動かない日銀、動いた財務省

政府は為替介入を実施した模様

藤代 宏一

  • 4月29日に政府(財務省)・日銀は為替介入に踏み切ったとみられる。神田財務官は、「過度の変動が投機によって発生すると国民生活に悪影響を与えるので、しっかりと対応しなきゃいけない」、「情報公開に努めている。5月末にしっかり発表をさせていただく」として「為替介入の有無について申し上げることはない。ノーコメント」として明言を避けたが、29日の急速な円高は為替介入らしい動きであった。
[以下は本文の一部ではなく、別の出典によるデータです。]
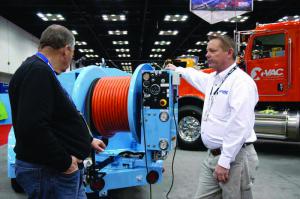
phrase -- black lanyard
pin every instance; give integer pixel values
(229, 73)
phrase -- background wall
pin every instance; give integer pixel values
(15, 46)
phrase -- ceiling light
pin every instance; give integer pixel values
(201, 43)
(155, 55)
(80, 43)
(50, 17)
(120, 42)
(175, 18)
(237, 19)
(74, 32)
(124, 55)
(117, 32)
(113, 17)
(162, 43)
(90, 55)
(168, 32)
(194, 50)
(122, 50)
(85, 50)
(215, 33)
(158, 50)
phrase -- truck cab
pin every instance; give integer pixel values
(270, 55)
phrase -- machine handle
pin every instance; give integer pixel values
(290, 63)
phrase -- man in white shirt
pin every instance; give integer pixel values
(227, 123)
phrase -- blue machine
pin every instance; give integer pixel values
(134, 158)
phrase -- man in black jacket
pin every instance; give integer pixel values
(52, 138)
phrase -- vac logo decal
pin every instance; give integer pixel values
(258, 73)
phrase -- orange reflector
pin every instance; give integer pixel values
(152, 177)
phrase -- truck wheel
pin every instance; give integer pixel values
(189, 125)
(15, 186)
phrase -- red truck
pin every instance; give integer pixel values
(271, 56)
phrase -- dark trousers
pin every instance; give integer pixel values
(40, 182)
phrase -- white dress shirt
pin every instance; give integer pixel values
(228, 116)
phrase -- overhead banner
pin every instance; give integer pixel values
(214, 11)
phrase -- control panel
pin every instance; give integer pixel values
(156, 89)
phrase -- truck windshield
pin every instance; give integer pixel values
(268, 46)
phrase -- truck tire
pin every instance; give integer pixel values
(15, 186)
(189, 125)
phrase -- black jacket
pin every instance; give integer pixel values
(47, 126)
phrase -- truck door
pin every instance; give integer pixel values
(267, 62)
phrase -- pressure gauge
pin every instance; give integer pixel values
(146, 76)
(164, 116)
(163, 144)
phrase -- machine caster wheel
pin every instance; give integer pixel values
(189, 125)
(15, 186)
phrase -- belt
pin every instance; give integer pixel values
(217, 151)
(247, 144)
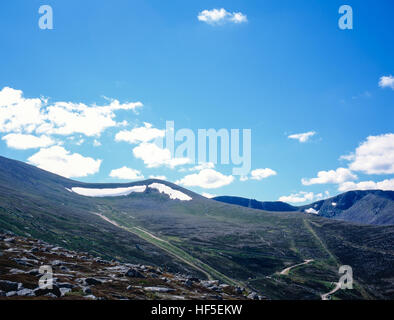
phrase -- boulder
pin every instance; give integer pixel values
(92, 281)
(132, 273)
(44, 292)
(8, 286)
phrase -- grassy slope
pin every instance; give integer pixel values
(247, 245)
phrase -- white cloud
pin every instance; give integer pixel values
(206, 178)
(27, 141)
(126, 173)
(260, 174)
(154, 156)
(58, 160)
(158, 177)
(337, 176)
(302, 137)
(387, 184)
(141, 134)
(20, 115)
(374, 156)
(387, 82)
(221, 16)
(239, 17)
(301, 196)
(208, 195)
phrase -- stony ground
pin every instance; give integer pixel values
(82, 276)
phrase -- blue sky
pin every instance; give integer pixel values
(286, 69)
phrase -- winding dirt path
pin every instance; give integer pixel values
(326, 296)
(287, 270)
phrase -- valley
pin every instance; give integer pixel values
(200, 237)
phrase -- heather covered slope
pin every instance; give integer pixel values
(367, 207)
(375, 207)
(201, 237)
(80, 276)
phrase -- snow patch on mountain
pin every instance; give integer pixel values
(311, 210)
(108, 192)
(173, 194)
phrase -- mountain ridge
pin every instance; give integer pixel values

神田財務官が記者団に対して見せた「微笑み」は実に意味深であり、そこから察するに覆面介入の可能性が高いと判断される。こうした感想を抱いたのは筆者だけではあるまい。(※文章の複雑さを回避する観点から以下では為替介入があったこととして取り扱う)

  • 政府が為替介入を決断した背景として大きかったのは、何と言っても円安の速度であろう。5の倍数の通過時間は150円(2/13)から155円(4/24)までが2ヶ月超であったのに対して、155円から160円は事実上3営業日であった。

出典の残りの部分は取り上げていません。